Die Deutsche Stiftung für Internationale Rechtliche Zusammenarbeit e.V (IRZ) veranstaltete am 12. und 13. Dezember 2018 in Tunis in Kooperation mit der tunesischen „Vorläufigen Kommission zur Prüfung der Verfassungsmäßigkeit der Gesetzentwürfe“ eine Regionalkonferenz zum Thema „Aufbau und Organisation eines Verfassungsgerichts“.

Eröffnet wurde die Veranstaltung vom Präsidenten der Kommission, Taieb Rached, sowie vom Präsidenten des Hohen Justizrates, Youssef Bouzakher. Im Anschluss daran richtete der stellvertretende deutsche Botschafter Carsten Meyer-Wiefhausen einleitende Worte an die Teilnehmerinnen und Teilnehmer der Konferenz. Die Konferenzgäste setzten sich unter anderem sowohl aus ranghohen Mitgliedern des Parlaments als auch aus Mitgliedern des Hohen Justizrates und der Kommission zur Überprüfung der Verfassungsmäßigkeit der Gesetze zusammen.

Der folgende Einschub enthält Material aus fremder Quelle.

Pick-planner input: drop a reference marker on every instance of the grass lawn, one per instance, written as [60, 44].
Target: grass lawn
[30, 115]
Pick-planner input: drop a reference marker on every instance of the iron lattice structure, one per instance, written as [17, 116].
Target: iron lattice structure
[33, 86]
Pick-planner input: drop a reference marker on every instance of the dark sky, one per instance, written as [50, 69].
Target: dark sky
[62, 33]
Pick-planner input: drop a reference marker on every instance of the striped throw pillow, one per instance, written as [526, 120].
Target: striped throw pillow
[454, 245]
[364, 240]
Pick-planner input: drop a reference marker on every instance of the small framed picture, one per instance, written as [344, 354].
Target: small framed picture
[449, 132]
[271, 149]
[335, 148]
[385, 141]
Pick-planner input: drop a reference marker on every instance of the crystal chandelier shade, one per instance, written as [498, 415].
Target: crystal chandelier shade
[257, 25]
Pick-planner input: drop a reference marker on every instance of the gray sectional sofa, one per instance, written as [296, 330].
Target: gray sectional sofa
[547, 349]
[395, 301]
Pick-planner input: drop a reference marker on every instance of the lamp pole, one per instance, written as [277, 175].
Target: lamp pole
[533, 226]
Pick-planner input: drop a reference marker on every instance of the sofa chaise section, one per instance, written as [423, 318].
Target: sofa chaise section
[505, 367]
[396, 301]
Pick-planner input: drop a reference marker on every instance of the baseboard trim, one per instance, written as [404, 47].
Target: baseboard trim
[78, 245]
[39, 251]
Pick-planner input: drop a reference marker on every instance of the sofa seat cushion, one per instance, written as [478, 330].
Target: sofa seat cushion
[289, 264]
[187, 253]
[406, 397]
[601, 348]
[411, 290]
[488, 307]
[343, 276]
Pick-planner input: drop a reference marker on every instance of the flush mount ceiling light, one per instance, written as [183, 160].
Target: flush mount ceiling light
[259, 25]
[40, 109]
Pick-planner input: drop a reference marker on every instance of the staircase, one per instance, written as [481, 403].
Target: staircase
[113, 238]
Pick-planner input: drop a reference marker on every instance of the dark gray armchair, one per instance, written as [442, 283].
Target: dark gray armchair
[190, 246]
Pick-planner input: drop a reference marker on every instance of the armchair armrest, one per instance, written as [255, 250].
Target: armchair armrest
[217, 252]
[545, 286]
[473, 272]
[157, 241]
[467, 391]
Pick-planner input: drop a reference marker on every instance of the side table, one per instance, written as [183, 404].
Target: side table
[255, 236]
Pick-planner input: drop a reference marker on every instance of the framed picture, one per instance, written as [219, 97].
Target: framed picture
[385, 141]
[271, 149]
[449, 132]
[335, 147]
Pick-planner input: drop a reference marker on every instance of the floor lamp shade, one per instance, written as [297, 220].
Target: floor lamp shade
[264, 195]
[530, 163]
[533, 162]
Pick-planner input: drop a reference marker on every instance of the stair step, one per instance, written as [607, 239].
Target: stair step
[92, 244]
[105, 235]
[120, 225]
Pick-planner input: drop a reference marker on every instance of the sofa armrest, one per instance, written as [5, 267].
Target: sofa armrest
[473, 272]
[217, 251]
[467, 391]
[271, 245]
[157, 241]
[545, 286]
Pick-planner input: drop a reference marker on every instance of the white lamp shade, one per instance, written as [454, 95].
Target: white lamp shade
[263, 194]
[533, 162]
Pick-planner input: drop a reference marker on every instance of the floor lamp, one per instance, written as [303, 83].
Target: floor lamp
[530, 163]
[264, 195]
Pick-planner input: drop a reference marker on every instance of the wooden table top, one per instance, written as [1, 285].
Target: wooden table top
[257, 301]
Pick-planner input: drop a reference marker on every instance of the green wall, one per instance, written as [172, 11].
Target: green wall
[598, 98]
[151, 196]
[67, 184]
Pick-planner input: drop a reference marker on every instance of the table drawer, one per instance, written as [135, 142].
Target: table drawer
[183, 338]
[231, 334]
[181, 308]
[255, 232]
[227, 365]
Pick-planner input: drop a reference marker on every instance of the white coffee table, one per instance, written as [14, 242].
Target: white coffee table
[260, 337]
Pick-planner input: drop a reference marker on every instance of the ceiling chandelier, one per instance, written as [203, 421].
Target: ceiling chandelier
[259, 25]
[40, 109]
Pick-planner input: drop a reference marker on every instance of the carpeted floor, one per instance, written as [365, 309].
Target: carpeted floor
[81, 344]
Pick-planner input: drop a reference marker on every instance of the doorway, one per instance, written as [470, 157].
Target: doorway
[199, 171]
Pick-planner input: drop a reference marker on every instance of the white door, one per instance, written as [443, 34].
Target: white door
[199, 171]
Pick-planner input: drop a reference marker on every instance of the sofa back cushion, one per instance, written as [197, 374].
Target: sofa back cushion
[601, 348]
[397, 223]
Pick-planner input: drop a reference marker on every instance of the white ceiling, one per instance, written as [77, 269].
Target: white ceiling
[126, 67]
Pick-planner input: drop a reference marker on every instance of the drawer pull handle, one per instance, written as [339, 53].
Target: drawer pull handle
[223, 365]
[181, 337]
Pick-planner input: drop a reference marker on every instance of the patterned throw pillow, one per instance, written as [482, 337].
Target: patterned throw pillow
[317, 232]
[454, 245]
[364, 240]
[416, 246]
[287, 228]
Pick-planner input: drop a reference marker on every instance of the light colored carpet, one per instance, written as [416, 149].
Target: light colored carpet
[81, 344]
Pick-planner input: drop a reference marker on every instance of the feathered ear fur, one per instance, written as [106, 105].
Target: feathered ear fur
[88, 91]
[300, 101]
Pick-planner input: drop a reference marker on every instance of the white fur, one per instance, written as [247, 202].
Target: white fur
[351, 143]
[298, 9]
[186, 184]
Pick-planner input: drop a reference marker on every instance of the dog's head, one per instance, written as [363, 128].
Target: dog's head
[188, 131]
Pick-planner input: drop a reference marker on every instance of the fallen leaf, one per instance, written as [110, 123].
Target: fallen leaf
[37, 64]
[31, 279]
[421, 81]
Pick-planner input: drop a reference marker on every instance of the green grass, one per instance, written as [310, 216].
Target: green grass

Da sich das Verfassungsgericht in Tunesien zurzeit noch im Aufbau befindet, lag der thematische Schwerpunkt auf strukturellen und organisatorischen Fragen. Dabei stand insbesondere der Aspekt der Wahl der Richterinnen und Richter im Mittelpunkt. Um unterschiedliche Verfahren kennenzulernen und Einblicke in die Praxis bereits etablierter Verfassungsgerichte bzw. Verfassungsräte anderer arabischer Länder zu ermöglichen, hielten Verfassungsrichter aus Marokko und Jordanien sowie Mitglieder des Verfassungsrates aus Algerien Vorträge zu diesen Themen. Von deutscher Seite begleiteten Bundesverfassungsrichterin Prof. Dr. Gabriele Britz sowie Bundesverfassungsrichter a.D. Prof. Dr. Michael Eichberger die Veranstaltung, um die Aufgaben und Funktionsweise des Bundesverfassungsgerichtes zu veranschaulichen.

Besonders die unterschiedlichen Prozesse zur Wahl der Richterinnen und Richter führten während der Konferenz zu einem regen Austausch und zahlreichen Diskussionen. Während die Bundesverfassungsrichterinnen und -richter in Deutschland von den Parteien vorgeschlagen und durch den Bundestag bzw. den Bundesrat gewählt werden, werden die Richterinnen und Richter in Jordanien direkt vom König ernannt. Das genaue Verfahren erläuterte Dr. Nauman Elkhatib, Verfassungsrichter in Jordanien. Ähnlich verläuft es in Marokko, wie Mohamed Jaouhari, Verfassungsrichter in Marokko, darstellte.

Ein weiterer Schwerpunkt der Konferenz lag auf den unterschiedlichen Verfahrensarten, für die ein Verfassungsgericht zuständig ist. Auf großes Interesse stieß die individuelle Verfassungsbeschwerde, die in Deutschland mit ca. 6000 Fällen pro Jahr einen erheblichen Teil der zu bearbeitenden Fälle ausmacht. Da es solch ein Konzept weder in Algerien oder Marokko und Jordanien gibt, wurde fachlich auf höchstem Niveau sowohl über Rolle und Wichtigkeit der individuellen Verfassungsbeschwerde als auch über deren praktische Umsetzung und Bewältigung dieser Vielzahl von Fällen diskutiert.

Die regen und lebhaften Gespräche zeigten, dass sich alle Beteiligten über die Wichtigkeit des Verfassungsgerichts als Organ zum Schutz der Menschenrechte und zur Wahrung der Verfassungsmäßigkeit einig sind und dieser Aufgabe bestmöglich gerecht werden möchten.

Eine Fortführung des multilateralen Austausches in der MENA-Region wird im kommenden Jahr durch weitere Veranstaltungen mit den Verfassungsgerichten der Partnerländer angestrebt.

Die Regionalkonferenz wurde im Rahmen des von 2017 bis Ende 2019 laufenden Projekts zur Förderung der Justizreform in Tunesien durchgeführt, welches durch das Auswärtige Amt gefördert wird.